Les colons à introduire en Algérie doivent faire partie d'un peuple religieux, industrieux et agriculteur. Le peuple arménien est l'un des plus religieux du globe ; vouloir le démontrer, ce serait entreprendre le récit détaillé de son histoire ; nous regarderons donc cette qualité comme lui étant acquise au plus haut degré.
Les Arméniens sont industrieux, c'est là le fond de leur caractère. Opprimés chez eux, on les a vus se répandre dans le monde entier et presque partout devenir de riches négociants.
Dans les pays encore peu civilisés qui les entourent, ils ont successivement attiré vers eux toutes les grandes entreprises. En Turquie, tout ce qui est relatif aux finances est devenu leur apanage. Ils sont dans tout l'empire ottoman, comme en Perse, comme aux Indes, ou les principaux banquiers ou les chefs des plus riches maisons de commerce.
Les juifs d'Orient eux-mêmes ne peuvent soutenir leur concurrence, parce que, tout en apportant une aptitude non moins grande et un soin égal dans leurs transactions, ils les font plus en grand et craignent moins de risquer leurs capitaux. Ils tiennent de la race juive leur amour pour le négoce, mais chez eux cet amour est tempéré par le christianisme et par une vivacité et une énergie remarquables. Rien du reste ne doit étonner dans cette tendance, elle vient de leur nature même. Leurs veines contiennent une portion de sang judaïque mêlé au vieux sang arménien, et ce croisement de races a dû nécessairement apporter de grandes modifications dans leur nature. Comme les fils d'Israël, ils tiennent à leurs vieilles traditions.
Suivant Tournefort :
" Ils sont infatigables dans les voyages et méprisent la rigueur des saisons ; nous en avons vu plusieurs des plus riches, passer de grandes rivières à pied, ayant de l'eau jusqu'au cou pour relever leurs chevaux qui s'étaient abattus et sauver leurs balles de soie. On les accuse mal à propos d'aimer trop le vin ; il ne nous a jamais paru qu'ils en abusassent ; au contraire, il faut convenir que de tous les voyageurs, les Arméniens sont les plus sobres, les plus économes, les moins glorieux. "

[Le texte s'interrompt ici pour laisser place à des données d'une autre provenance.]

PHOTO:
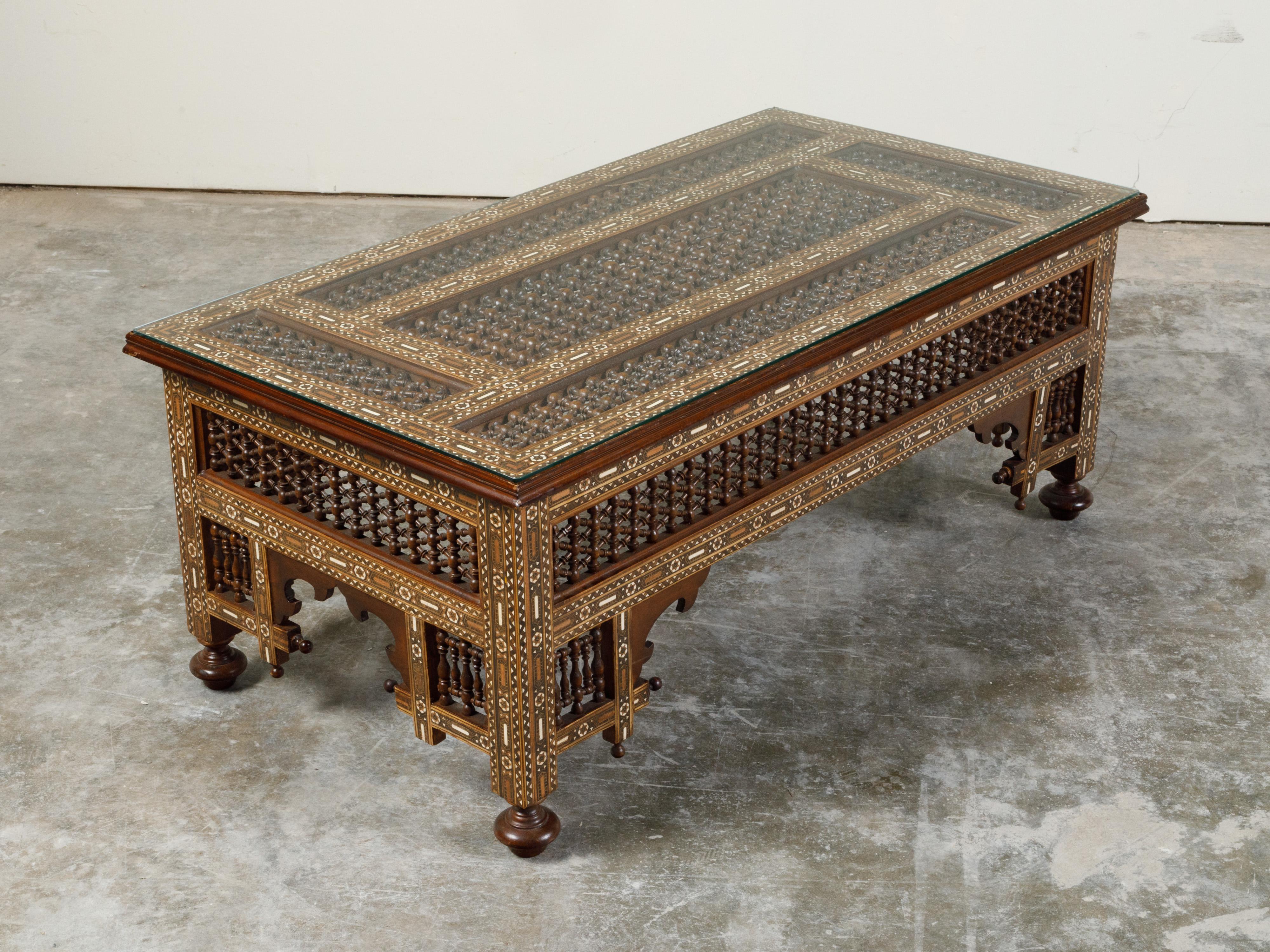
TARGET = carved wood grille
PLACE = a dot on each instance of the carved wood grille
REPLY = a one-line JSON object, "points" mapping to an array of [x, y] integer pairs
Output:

Tant que les Arméniens ont pu croire encore à un reste de nationalité, ils ont cherché à amener dans leur pays le négoce de toutes les contrées environnantes ; mais aujourd'hui leur centre d'action s'est étendu, et, désespérant, sans doute, de pouvoir d'ici à de longues années, vivre sous leurs propres lois, ils sont allés, en grande partie chercher dans les contrées les plus éloignées un bien-être qu'ils ne pouvaient trouver chez eux. Un grand nombre quittent leurs provinces pour venir à Constantinople, et là, se trouvant sans ressources, se font portefaix, jusqu'à ce qu'ils aient amassé une faible somme qui leur permette de se livrer à un petit commerce.
On peut porter à 30 000 le nombre des Arméniens pauvres, qui, dans la capitale de l'empire turc, cherchent à gagner leur vie par toutes sortes de petites industries.
L'Océanie, les Indes orientales, le sud de la Russie, les provinces danubiennes, l'Autriche, l'Italie, la France et l'Angleterre même possèdent dans leur sein des enfants de cette vieille race, et, dans tous ces pays, ils se font remarquer par de grandes qualités. Savants en France et en Italie, colons en Russie, grands propriétaires en Autriche, ils sont religieux et commerçants partout. En un mot, ils sont aptes à presque toutes les positions (9).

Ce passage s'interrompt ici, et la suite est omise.